In almost all HEP analyses, each row corresponds to an independent event, and it is exceptionally rare to need to compute inter-row derived quantites. Due to this, horizontal scale-out is almost trivial: each chunk of rows can be operated on independently. Further, if the output of an analysis is restricted to reducible accumulators such as histograms (abstracted by dask, dask-awkward, and dask-histogram), then outputs can even be merged via tree reduction. The ProcessorABC class is an abstraction to encapsulate analysis code so that it can be easily scaled out, leaving the delivery of input columns and reduction of output accumulators to the coffea framework. However it is not an absolute requirement, and mere a useful organizational framework.

Scale-out

Often, the computation requirements of a HEP data analysis exceed the resources of a single thread of execution. To facilitate parallelization and allow the user to access more compute resources, coffea employs dask, dask-distributed, and taskvine to ease the transition between a local analysis on a small set of test data to a full-scale analysis. Dask provides local schedulers and distributed schedulers, and taskvine supplies an additional distributed scheduler.

Local executors

Currently, four local executors exist: sync, Thread State and the Global Interpreter Lock, processes, and local distributed client. The sync schedulersimply processes each chunk of an input dataset in turn, using the current python thread. The threads scheduler employs python multithreaded to spawn multiple python threads that process chunks in parallel on the machine. The processes and local distributed client schedulures use multiprocessing to spawn multiple python processes that process chunk in parallel on the machine.

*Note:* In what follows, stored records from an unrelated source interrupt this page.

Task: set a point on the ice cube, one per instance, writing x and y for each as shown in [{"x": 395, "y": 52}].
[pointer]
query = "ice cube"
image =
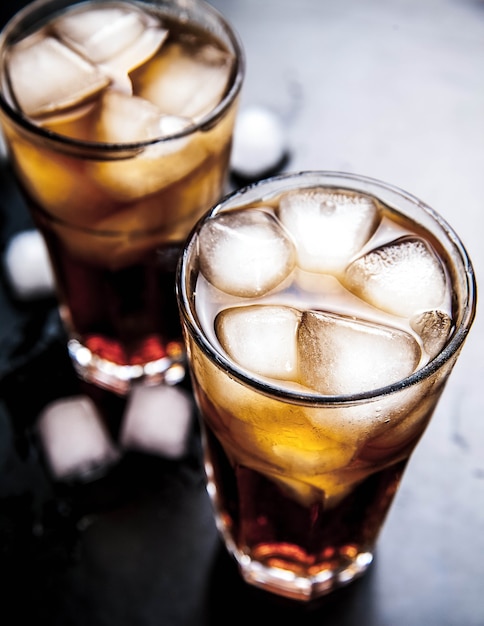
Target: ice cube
[
  {"x": 27, "y": 265},
  {"x": 46, "y": 76},
  {"x": 245, "y": 253},
  {"x": 434, "y": 328},
  {"x": 159, "y": 164},
  {"x": 261, "y": 338},
  {"x": 340, "y": 355},
  {"x": 401, "y": 277},
  {"x": 108, "y": 33},
  {"x": 157, "y": 420},
  {"x": 129, "y": 119},
  {"x": 185, "y": 82},
  {"x": 74, "y": 439},
  {"x": 259, "y": 143},
  {"x": 329, "y": 227}
]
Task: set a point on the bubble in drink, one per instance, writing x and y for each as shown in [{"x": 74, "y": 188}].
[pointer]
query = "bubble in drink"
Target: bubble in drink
[
  {"x": 341, "y": 355},
  {"x": 329, "y": 227},
  {"x": 261, "y": 338},
  {"x": 108, "y": 33},
  {"x": 245, "y": 253},
  {"x": 401, "y": 277},
  {"x": 115, "y": 167}
]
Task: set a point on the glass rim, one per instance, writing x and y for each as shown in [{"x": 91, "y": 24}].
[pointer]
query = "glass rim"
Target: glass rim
[
  {"x": 204, "y": 124},
  {"x": 269, "y": 388}
]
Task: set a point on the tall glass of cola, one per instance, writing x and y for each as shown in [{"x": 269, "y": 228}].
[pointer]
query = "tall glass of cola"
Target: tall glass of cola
[
  {"x": 118, "y": 118},
  {"x": 323, "y": 313}
]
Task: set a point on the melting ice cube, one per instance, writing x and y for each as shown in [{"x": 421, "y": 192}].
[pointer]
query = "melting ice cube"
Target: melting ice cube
[
  {"x": 339, "y": 355},
  {"x": 434, "y": 328},
  {"x": 259, "y": 143},
  {"x": 245, "y": 253},
  {"x": 46, "y": 76},
  {"x": 261, "y": 338},
  {"x": 74, "y": 438},
  {"x": 105, "y": 33},
  {"x": 401, "y": 277},
  {"x": 157, "y": 420},
  {"x": 184, "y": 82},
  {"x": 125, "y": 119},
  {"x": 329, "y": 227}
]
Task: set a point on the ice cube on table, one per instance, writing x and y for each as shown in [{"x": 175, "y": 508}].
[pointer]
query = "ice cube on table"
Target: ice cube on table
[
  {"x": 157, "y": 420},
  {"x": 74, "y": 439},
  {"x": 259, "y": 143},
  {"x": 329, "y": 227},
  {"x": 261, "y": 338},
  {"x": 46, "y": 76},
  {"x": 245, "y": 252},
  {"x": 105, "y": 33},
  {"x": 27, "y": 265},
  {"x": 185, "y": 82},
  {"x": 434, "y": 328},
  {"x": 340, "y": 355},
  {"x": 401, "y": 277}
]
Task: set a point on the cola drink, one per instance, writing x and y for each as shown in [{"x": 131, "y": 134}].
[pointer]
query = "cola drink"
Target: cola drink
[
  {"x": 118, "y": 119},
  {"x": 323, "y": 314}
]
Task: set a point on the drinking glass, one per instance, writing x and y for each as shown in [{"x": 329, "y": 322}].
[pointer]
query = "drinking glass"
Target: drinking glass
[
  {"x": 323, "y": 313},
  {"x": 119, "y": 124}
]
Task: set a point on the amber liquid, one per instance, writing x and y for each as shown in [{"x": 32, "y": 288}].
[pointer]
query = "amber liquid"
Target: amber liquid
[
  {"x": 301, "y": 490},
  {"x": 114, "y": 246}
]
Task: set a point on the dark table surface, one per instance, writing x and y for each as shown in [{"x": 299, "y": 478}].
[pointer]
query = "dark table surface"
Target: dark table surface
[{"x": 393, "y": 90}]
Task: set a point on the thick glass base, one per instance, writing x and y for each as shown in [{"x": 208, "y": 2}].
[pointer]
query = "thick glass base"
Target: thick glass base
[
  {"x": 308, "y": 586},
  {"x": 118, "y": 378}
]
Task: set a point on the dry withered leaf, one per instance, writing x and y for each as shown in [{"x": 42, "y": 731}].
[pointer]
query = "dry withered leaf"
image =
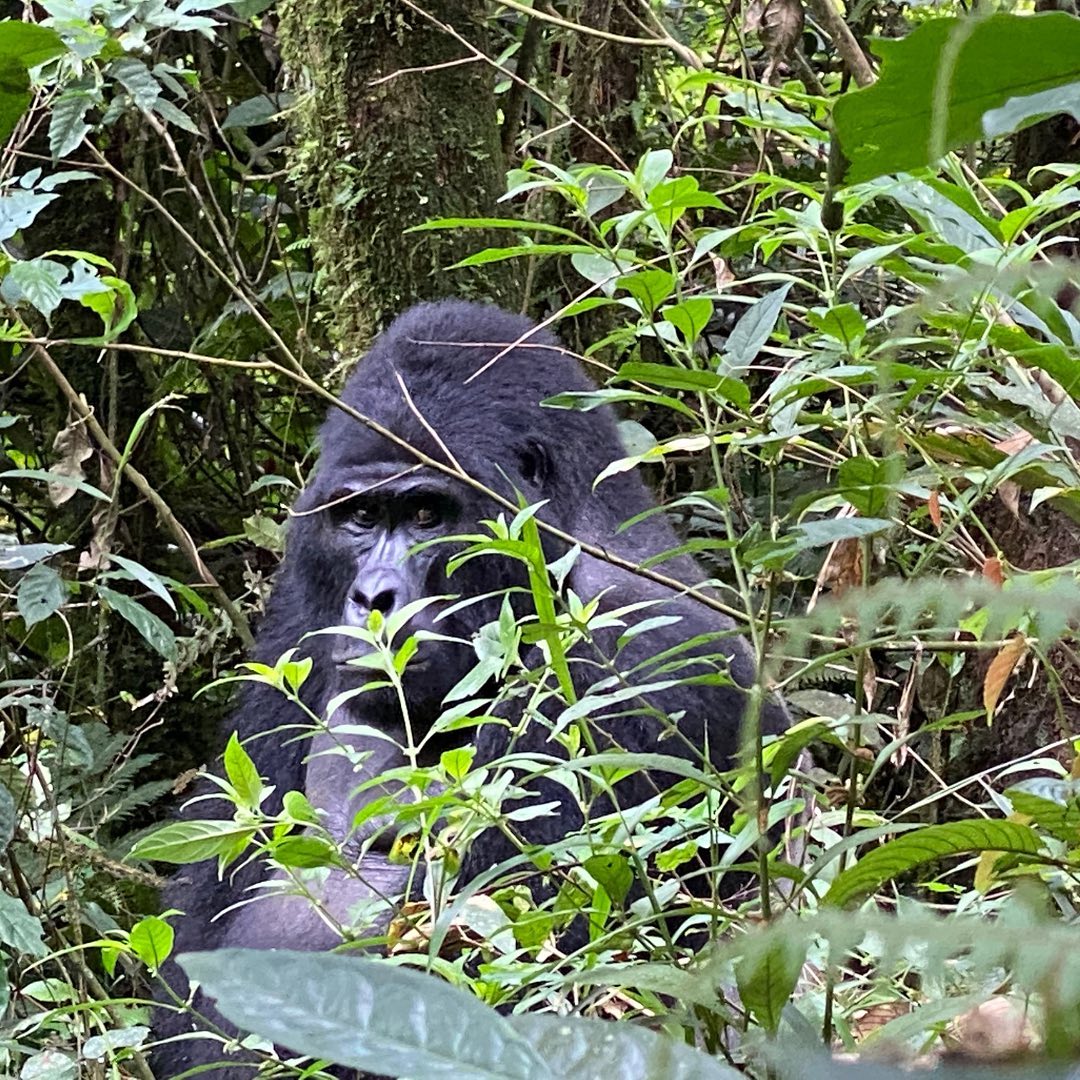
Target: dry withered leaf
[
  {"x": 934, "y": 509},
  {"x": 71, "y": 447},
  {"x": 997, "y": 1029},
  {"x": 1000, "y": 670}
]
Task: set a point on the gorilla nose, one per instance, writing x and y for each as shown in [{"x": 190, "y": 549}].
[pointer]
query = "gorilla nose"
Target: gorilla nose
[{"x": 380, "y": 592}]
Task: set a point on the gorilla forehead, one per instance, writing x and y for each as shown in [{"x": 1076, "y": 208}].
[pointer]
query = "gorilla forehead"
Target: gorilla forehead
[{"x": 435, "y": 349}]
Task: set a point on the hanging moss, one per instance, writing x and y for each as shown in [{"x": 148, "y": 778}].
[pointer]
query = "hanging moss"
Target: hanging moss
[{"x": 376, "y": 157}]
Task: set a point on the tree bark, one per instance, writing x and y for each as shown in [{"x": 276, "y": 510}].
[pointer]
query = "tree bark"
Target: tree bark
[{"x": 381, "y": 147}]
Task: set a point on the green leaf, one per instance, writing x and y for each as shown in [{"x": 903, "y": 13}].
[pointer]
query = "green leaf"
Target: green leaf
[
  {"x": 664, "y": 375},
  {"x": 649, "y": 287},
  {"x": 690, "y": 318},
  {"x": 191, "y": 841},
  {"x": 1052, "y": 804},
  {"x": 151, "y": 940},
  {"x": 612, "y": 873},
  {"x": 845, "y": 323},
  {"x": 925, "y": 846},
  {"x": 306, "y": 852},
  {"x": 365, "y": 1014},
  {"x": 297, "y": 807},
  {"x": 156, "y": 633},
  {"x": 242, "y": 773},
  {"x": 23, "y": 45},
  {"x": 939, "y": 82},
  {"x": 67, "y": 123},
  {"x": 869, "y": 484},
  {"x": 601, "y": 1050},
  {"x": 8, "y": 817},
  {"x": 137, "y": 79},
  {"x": 38, "y": 282},
  {"x": 138, "y": 572},
  {"x": 748, "y": 335},
  {"x": 767, "y": 973},
  {"x": 40, "y": 593}
]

Process-base parallelism tends to more efficient when using uproot since it avoids performance limitations due to the CPython global interpreter lock.

Distributed executors

Currently, coffea supports two types of distributed schedulers:

  • the dask distributed executor, accessed via the distributed.Client entrypoint,

  • and the taskvine distributed scheduler.

These schedulers use their respective underlying libraries to distribute processing tasks over multiple machines.